Dès son préambule, Dignitatis Humanae affirme très clairement qu’elle ne contredit en rien le magistère antérieur :
Or, puisque la liberté religieuse, que revendique l’homme dans l’accomplissement de son devoir de rendre un culte à Dieu, concerne l’exemption de contrainte dans la société civile, elle ne porte aucun préjudice à la doctrine catholique traditionnelle au sujet du devoir moral de l’homme et des sociétés à l’égard de la vraie religion et de l’unique Église du Christ.
Comment concilier cette exemption de contrainte dans la société civile et la doctrine catholique traditionnelle?
Thomas Pink à la suite de Francesco Suarez resitue le problème au niveau de la notion de « juridiction ».
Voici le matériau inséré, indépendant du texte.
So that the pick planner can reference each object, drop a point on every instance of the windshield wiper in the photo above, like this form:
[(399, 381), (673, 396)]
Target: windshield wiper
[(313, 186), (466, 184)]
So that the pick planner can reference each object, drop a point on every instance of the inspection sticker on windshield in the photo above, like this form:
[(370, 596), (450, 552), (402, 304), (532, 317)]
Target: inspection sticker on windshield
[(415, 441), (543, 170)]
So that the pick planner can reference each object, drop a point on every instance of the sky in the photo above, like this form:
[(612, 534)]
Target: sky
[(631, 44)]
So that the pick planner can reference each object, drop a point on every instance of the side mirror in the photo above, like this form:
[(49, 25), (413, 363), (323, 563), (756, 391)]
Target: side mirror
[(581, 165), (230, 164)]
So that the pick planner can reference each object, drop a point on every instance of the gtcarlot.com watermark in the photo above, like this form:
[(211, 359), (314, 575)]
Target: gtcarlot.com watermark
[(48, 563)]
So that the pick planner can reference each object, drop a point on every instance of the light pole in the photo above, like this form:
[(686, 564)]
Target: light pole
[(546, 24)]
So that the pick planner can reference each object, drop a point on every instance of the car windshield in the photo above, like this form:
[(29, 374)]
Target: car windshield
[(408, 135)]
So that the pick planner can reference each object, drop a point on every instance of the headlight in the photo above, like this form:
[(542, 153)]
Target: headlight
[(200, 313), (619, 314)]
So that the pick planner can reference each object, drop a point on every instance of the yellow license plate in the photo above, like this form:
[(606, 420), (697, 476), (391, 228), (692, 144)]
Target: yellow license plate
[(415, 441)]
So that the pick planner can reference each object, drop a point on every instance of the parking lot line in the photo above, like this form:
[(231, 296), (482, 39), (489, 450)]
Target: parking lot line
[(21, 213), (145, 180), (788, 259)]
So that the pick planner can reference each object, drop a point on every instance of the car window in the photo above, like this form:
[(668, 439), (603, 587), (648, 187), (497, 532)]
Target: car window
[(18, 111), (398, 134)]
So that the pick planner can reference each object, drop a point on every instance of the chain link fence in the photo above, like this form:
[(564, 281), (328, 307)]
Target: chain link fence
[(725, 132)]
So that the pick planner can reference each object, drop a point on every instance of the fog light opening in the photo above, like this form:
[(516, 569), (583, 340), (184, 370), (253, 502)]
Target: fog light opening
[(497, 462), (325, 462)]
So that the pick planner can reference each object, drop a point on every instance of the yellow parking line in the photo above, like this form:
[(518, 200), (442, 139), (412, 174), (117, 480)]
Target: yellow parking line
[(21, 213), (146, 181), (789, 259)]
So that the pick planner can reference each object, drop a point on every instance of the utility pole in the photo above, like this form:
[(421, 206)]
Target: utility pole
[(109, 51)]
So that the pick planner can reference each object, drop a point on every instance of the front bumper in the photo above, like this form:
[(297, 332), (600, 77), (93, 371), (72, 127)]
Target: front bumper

D’une part le pouvoir civil de lui-même ou par lui-même ne peut s'ériger en autorité en matière religieuse. Ce que l'Eglise a toujours reconnu.
D’autre part, le pouvoir de l’Eglise ne s’exerce que sur les personnes sous sa juridiction : les catholiques (ou en élargissant beaucoup, les baptisés). Ce que l'Eglise a toujours reconnu aussi.
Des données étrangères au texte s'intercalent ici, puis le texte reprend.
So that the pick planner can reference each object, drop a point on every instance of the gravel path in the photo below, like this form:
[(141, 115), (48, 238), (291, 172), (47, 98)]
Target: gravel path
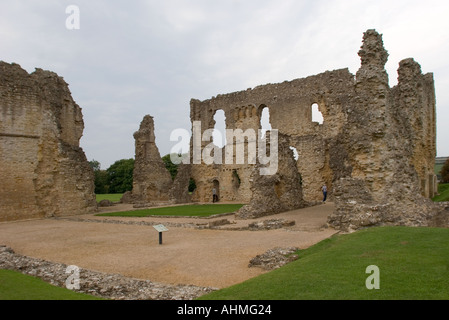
[(192, 255)]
Ces vérités étaient admises et sous-entendues dans Quanta cura, il restait à les expliciter dans un contexte de déchristianisation de la société. Tout en déclarant que la source de la liberté religieuse se trouve dans la dignité même de la personne humaine, Dignitatis Humanae aurait pu rajouter et cela aurait évité les ambiguïtés, qu’en devenant librement membres de l’Eglise, les catholiques se devaient de reconnaître à celle-ci un pouvoir de contrainte qui peut être exercée, sous son autorité, par le pouvoir civil.
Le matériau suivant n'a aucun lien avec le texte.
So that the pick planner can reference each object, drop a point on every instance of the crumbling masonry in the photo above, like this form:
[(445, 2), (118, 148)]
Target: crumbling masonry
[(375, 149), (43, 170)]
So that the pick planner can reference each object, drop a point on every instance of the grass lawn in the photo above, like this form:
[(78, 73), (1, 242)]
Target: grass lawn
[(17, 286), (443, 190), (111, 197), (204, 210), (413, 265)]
Résumé trop rapide/imparfaite sur une question majeure? Je ne saurais trop conseiller aux liseurs de se référer aux travaux de Thomas Pink (pour les anglophones) et de Francesco Suarez (pour les latinistes).
Babakoto
Ps 1: j'aurais embrassé les pieds de celui qui m'aurait donné ces infos là quand j'en avais le plus besoin.
Ps 2: je me sentais une dette envers Meneau sur cette question, j'espère qu'il lira ce message. C'est la raison pour laquelle j'ai redemandé un mot de passe.